The best way to re-glue your crest rail is to take it off, clean off the cascamite then re-glue with your hide glue. If that is not an option I think fish glue will work even though you will only get to a percentage of the joint. Although the chair will get picked up by the crest rail that joint will not get the stress that a joint on the leg/seat rail will get.


----------



## Adam W. (20 May 2021)

Setch said:


> The liquid hide glue has urea added to extend it's open time, and needs extended clamping and drying time - I've been leaving stuff 24 hrs to dry before stressing it, in clamps if practical.
> 
> Is the favour skin glue heated in a gluepot, or in a bottle ready to use?
> 
> Not directly relevant to this discussion, I'm just curious.



I guess it's the Rabbit skin glue you're asking about.

I use it for gilding and it comes in granular form. For gilding, I mix it in 10 parts water and let it sit overnight, warm it up and it's ready for use. There is a filtering stage in between, but I don't think it's necessary for glueing stuff.

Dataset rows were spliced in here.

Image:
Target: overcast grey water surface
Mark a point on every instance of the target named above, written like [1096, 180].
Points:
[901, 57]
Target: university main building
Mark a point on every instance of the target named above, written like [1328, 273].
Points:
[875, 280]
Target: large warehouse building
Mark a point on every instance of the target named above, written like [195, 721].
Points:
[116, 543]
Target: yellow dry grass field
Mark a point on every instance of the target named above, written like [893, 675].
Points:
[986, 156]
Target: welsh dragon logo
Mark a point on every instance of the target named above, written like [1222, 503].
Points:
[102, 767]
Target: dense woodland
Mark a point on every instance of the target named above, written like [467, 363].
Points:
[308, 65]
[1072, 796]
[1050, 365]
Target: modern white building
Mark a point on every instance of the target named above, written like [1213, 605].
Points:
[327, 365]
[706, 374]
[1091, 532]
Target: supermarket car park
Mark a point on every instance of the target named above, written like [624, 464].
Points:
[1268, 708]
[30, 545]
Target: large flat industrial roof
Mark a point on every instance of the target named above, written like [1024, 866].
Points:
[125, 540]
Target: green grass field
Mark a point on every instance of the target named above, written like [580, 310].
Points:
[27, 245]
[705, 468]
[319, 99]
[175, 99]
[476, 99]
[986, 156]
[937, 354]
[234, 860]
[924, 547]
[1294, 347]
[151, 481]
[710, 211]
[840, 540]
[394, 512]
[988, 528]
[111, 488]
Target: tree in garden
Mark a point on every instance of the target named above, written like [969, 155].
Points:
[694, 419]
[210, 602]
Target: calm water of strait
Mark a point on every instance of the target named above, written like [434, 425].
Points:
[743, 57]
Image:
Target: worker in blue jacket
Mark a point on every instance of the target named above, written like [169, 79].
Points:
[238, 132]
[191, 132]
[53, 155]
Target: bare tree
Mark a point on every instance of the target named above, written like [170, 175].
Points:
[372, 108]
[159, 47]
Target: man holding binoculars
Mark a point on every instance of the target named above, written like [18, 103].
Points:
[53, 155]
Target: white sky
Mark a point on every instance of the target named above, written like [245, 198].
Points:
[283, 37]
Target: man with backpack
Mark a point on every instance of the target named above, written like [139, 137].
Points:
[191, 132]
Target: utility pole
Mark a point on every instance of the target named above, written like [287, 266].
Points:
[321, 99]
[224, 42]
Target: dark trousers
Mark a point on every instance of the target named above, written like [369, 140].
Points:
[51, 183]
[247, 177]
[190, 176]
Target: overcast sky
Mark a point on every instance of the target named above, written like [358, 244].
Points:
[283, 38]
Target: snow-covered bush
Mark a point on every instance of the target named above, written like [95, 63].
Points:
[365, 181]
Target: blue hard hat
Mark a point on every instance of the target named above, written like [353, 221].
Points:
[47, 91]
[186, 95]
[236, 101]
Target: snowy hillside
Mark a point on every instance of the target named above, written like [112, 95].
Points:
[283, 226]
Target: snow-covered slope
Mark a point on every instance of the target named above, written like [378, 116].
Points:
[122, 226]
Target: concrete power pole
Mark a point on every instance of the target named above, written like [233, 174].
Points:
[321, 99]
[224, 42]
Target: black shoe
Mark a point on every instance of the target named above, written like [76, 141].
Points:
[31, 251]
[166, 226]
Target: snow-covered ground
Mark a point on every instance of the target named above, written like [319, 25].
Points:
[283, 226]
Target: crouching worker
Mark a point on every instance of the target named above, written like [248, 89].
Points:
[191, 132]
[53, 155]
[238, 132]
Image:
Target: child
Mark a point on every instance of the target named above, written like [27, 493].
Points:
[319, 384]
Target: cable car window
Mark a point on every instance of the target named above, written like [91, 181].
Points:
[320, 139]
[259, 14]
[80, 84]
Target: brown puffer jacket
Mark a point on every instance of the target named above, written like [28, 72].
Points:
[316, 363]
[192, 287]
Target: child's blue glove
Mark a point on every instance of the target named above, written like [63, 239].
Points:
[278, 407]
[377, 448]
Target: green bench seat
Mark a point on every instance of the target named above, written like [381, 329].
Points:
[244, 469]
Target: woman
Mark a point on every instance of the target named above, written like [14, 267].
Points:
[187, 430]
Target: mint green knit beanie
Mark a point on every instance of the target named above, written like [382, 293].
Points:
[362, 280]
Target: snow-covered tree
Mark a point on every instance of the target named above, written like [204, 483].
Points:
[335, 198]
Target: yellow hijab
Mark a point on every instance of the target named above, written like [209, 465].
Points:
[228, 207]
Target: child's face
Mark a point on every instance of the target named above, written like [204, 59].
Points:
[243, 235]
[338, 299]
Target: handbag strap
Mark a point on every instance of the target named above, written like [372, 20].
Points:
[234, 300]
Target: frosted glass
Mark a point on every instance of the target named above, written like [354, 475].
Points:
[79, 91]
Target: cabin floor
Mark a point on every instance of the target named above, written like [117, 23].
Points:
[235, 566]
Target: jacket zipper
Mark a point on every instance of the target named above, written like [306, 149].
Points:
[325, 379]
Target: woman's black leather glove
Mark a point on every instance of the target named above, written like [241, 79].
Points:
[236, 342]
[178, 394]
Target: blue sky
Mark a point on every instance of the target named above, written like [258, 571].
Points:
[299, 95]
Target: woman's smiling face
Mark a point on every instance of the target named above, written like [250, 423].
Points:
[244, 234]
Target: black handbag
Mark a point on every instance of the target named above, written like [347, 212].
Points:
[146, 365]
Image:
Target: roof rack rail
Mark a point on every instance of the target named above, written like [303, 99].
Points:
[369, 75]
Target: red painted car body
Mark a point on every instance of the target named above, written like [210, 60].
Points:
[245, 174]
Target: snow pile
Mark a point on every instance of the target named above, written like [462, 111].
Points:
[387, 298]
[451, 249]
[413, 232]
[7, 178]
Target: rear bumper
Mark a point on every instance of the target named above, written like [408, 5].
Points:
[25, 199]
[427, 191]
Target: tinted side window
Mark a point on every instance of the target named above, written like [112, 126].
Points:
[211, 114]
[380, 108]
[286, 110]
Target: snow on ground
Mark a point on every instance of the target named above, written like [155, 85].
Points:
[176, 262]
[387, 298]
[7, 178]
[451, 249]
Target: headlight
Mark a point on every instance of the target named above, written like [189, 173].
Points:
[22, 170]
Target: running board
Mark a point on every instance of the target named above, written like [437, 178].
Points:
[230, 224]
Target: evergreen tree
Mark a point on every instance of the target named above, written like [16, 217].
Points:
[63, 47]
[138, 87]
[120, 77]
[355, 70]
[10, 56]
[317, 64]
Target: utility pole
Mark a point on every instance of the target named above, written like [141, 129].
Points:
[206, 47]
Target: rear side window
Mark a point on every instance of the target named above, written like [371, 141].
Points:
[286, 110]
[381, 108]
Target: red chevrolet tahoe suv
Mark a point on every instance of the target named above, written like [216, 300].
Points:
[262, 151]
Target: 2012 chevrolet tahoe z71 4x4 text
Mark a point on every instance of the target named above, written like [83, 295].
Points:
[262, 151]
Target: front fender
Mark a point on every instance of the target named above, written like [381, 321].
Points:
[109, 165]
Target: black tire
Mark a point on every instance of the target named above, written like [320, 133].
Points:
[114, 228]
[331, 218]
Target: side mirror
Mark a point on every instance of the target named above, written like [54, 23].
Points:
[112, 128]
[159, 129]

Gilding is another matter and purity counts.

From what I gather from Steve Latta, is that granular hide glue is purer than processed and pearlised, and from experience it does make a clearer glue.

I don't know if it affects tack time or strength, but I'd like to find out.

I've got some parchment clippings for making glue as well, but I haven't used them yet and that's for the 14th century gilding rabbit hole that I'm in at the moment.

I see you're in town, I got it from Handovers in Stratford.


----------